The IRS has penalties for failing to pay federal payroll taxes on time, and the penalty amount depends on how late you make the deposit. They will hand you a two percent penalty on the total amount due if you delay by less than five days. If you’re more than 15 days late, you will face a five percent penalty. Besides remitting the taxes themselves late, there’s a penalty if you fail to follow the procedures for filing tax returns. That could result in you facing heft fines or even time in prison.
If you fail to provide your employees with W-2 forms, they can’t file their personal tax returns. And because of this, they may report you to the IRS, exposing you to the possibility of intensive audits and, eventually, prison time and fines. Note that the IRS holds the person appointed by the business entity to handle employee tax remittances personally responsible for failure to comply with payroll tax regulations.
Using Tax Management Software
In light of the grave consequences of failing to report and remit payroll taxes, as required by federal and state tax agencies, you need to choose the best option for executing this duty. You can either bring in an accounting consultant or do it yourself using a computerized payroll system.
The latter option will no doubt appeal to you as a startup owner because of its lower cost. Popular accounting software providers can charge fees of up to $30 per month to access their payroll systems, far less than you would pay a dedicated accountant, whether in-house or an outsourced consultant.
Tax management software has come a long way over the years. Modern packages come with simple steps that you will find easy to follow. If your business is a small operation with only one or two employees, you may not see the need for bringing in hired hands when you can sort your payroll tax headache in a few mouse clicks.
On the other hand, depending on a computer program for your tax needs has a few drawbacks. What will you do when you encounter a unique complexity with one of your employees not accounted for by the software? You might have to bring in a certified public accountant (CPA) to help you deal with the issue.
Relying on just software also means you miss out on the advice a CPA could have offered drawn from their years of practical experience. Such guidance could even save your business money in the long run.
Using a CPA
With an accounting professional by your side, you have someone you can bounce questions off of even when it’s not tax season. If you work with the CPA for years to come, they can spot loopholes through which you could be missing out on substantial tax savings.
If speed is your primary need when doing your payroll, this option may frustrate you. A CPA will want to take their time as they sift carefully through your company’s financial documents and records. A payroll system promises instant processing at the click of a button. However, if a problem arises in your payroll processing, hiring a CPA for payroll tax management will likely save you time. Whereas you may have wasted time racking your brain for a solution, a CPA will quickly iron it out, drawing on their years of experience in handling such issues.
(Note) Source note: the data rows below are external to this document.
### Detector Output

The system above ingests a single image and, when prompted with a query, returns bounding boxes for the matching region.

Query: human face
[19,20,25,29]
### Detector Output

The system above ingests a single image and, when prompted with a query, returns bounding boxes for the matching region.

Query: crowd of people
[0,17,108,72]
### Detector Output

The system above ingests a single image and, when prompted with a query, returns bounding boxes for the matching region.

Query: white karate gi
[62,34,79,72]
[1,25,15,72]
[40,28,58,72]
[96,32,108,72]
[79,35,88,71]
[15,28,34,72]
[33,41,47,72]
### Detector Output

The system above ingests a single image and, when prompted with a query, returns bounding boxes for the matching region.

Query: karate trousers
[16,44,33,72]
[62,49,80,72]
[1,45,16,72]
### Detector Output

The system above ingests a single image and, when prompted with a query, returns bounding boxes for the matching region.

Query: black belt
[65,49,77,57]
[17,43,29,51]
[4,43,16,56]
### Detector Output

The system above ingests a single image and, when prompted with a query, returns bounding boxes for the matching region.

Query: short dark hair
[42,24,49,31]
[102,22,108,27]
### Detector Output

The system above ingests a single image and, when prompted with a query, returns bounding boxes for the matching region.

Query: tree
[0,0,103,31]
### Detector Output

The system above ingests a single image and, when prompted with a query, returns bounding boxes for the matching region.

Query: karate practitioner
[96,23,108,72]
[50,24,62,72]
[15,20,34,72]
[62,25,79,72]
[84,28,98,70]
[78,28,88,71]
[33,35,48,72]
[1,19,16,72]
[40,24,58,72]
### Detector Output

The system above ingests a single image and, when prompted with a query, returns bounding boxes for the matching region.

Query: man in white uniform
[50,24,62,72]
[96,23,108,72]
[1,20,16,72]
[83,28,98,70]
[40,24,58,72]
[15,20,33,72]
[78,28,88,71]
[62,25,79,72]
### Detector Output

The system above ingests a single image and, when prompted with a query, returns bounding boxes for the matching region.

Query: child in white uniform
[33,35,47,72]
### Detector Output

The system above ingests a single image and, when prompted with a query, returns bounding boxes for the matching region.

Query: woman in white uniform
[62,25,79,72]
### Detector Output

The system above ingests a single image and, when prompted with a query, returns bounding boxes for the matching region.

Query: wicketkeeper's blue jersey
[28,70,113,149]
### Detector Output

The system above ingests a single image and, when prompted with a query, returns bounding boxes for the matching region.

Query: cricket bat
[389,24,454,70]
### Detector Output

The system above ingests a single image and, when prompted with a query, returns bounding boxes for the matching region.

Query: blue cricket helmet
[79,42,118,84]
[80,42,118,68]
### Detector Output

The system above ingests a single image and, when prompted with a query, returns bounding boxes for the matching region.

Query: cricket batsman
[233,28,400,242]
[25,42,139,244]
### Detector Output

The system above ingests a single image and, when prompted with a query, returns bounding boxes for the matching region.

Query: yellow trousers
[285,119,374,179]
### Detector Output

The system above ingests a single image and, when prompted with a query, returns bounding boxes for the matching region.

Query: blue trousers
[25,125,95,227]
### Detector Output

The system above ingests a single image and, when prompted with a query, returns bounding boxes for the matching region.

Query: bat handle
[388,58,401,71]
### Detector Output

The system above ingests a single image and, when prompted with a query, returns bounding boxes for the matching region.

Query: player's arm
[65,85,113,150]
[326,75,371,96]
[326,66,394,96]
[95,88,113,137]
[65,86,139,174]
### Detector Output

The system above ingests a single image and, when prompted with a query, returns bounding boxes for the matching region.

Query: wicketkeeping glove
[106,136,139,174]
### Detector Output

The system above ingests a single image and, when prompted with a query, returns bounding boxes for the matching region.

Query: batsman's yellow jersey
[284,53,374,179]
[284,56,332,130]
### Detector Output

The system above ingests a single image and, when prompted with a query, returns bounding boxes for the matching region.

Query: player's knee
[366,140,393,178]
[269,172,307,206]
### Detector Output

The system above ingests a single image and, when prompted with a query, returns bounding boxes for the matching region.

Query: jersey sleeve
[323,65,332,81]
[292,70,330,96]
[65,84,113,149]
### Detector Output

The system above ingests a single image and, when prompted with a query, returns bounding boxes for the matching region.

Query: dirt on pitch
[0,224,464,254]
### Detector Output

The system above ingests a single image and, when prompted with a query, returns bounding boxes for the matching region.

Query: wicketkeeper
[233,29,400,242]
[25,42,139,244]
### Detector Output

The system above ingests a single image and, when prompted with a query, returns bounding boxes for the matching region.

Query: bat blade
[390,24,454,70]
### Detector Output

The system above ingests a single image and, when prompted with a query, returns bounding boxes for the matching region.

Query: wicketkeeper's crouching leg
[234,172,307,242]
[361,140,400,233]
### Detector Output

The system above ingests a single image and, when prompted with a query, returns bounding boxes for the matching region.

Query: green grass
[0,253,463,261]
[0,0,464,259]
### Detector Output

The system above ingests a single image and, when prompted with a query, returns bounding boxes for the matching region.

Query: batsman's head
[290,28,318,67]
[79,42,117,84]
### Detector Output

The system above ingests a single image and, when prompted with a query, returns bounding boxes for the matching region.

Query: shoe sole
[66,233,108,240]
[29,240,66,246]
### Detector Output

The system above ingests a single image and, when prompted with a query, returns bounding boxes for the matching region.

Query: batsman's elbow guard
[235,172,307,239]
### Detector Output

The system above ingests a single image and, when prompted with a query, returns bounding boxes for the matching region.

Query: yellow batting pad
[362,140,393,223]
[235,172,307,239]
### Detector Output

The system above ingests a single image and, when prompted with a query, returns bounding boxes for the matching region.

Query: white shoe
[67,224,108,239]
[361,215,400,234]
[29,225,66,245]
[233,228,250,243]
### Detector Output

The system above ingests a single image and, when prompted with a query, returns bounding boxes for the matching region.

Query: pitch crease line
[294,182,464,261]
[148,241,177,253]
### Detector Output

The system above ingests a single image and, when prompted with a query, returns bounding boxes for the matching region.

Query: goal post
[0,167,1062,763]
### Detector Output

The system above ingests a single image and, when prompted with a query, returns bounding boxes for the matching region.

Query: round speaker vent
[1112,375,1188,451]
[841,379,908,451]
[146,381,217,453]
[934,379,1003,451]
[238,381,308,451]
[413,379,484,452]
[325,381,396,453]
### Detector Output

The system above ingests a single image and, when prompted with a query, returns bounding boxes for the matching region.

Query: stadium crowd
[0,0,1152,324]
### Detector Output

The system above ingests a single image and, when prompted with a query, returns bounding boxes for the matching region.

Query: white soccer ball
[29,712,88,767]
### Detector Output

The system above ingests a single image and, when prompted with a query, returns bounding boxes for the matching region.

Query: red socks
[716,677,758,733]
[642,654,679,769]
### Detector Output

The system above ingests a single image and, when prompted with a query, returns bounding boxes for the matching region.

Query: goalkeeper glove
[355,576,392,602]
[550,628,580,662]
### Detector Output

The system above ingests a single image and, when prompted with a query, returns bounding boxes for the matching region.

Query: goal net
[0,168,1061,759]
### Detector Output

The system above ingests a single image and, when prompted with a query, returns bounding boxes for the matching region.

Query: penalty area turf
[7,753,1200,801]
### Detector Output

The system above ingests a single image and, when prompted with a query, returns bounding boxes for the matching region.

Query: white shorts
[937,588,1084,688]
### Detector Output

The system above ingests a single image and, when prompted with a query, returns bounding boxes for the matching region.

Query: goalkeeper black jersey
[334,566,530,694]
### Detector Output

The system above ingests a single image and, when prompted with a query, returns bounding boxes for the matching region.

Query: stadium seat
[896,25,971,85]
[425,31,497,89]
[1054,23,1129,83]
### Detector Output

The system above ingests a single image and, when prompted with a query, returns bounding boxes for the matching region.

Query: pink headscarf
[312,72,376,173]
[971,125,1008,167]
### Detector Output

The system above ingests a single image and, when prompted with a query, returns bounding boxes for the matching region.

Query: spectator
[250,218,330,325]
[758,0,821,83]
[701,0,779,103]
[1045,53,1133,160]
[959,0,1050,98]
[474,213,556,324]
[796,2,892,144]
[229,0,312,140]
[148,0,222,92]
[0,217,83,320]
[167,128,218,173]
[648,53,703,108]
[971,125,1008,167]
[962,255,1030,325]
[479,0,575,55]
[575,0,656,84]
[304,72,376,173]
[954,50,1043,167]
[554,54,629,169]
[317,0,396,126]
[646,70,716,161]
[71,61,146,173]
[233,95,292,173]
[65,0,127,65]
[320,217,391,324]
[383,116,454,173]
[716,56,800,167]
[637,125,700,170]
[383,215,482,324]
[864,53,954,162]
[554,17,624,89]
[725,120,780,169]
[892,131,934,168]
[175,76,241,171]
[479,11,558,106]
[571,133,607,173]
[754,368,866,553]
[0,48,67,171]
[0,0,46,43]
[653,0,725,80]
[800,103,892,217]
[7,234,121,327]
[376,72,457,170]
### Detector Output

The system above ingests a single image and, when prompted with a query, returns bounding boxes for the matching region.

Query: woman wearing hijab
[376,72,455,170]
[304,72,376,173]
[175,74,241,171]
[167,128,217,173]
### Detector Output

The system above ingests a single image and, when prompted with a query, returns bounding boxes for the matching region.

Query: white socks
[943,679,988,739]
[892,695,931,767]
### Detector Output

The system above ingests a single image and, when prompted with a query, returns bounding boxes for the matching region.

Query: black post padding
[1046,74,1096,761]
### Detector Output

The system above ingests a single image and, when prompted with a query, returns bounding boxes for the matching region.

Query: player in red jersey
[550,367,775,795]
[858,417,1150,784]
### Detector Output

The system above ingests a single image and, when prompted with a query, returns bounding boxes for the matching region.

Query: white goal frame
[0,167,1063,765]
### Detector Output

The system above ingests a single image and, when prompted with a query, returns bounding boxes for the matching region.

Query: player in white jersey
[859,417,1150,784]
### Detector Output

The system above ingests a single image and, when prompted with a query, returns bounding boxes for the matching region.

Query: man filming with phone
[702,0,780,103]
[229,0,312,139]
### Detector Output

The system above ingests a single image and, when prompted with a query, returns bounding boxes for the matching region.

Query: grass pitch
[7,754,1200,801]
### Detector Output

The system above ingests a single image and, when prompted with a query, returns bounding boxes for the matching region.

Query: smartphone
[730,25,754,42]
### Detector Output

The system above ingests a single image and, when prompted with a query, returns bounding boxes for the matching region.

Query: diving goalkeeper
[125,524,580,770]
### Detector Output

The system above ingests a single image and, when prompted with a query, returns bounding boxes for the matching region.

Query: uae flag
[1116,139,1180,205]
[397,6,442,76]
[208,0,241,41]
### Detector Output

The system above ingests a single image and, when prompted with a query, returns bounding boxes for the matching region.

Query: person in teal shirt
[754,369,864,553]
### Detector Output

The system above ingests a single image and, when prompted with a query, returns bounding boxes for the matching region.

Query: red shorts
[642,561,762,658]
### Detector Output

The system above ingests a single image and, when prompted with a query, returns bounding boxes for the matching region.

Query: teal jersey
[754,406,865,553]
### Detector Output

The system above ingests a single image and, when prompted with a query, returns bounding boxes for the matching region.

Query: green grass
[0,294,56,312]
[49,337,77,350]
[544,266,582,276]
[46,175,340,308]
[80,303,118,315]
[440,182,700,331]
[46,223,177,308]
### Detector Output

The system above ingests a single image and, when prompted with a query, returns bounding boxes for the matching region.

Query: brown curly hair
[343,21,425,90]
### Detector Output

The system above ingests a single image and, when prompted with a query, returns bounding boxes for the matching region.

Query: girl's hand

Of course, bringing in a CPA will cost you. Their fees will likely be much higher than what you will spend on payroll processing software; however, a CPA can offer assistance in many other ways over and above computing employee tax remittances. Yes, software packages can handle your accounting needs, but these tend to have a steep learning curve.
Playing the Long Game
The ultimate decision to go with software or a CPA should depend on the long-term gains the solution will offer. Imagine a scenario where payroll tax laws change, and your payroll system does the computations using the old parameters. That could end up costing you in penalties, whereas a CPA, naturally in tune with all the changes happening in their industry, would seamlessly affect the new parameters. Remember, options that cost less upfront often prove more expensive in the long run.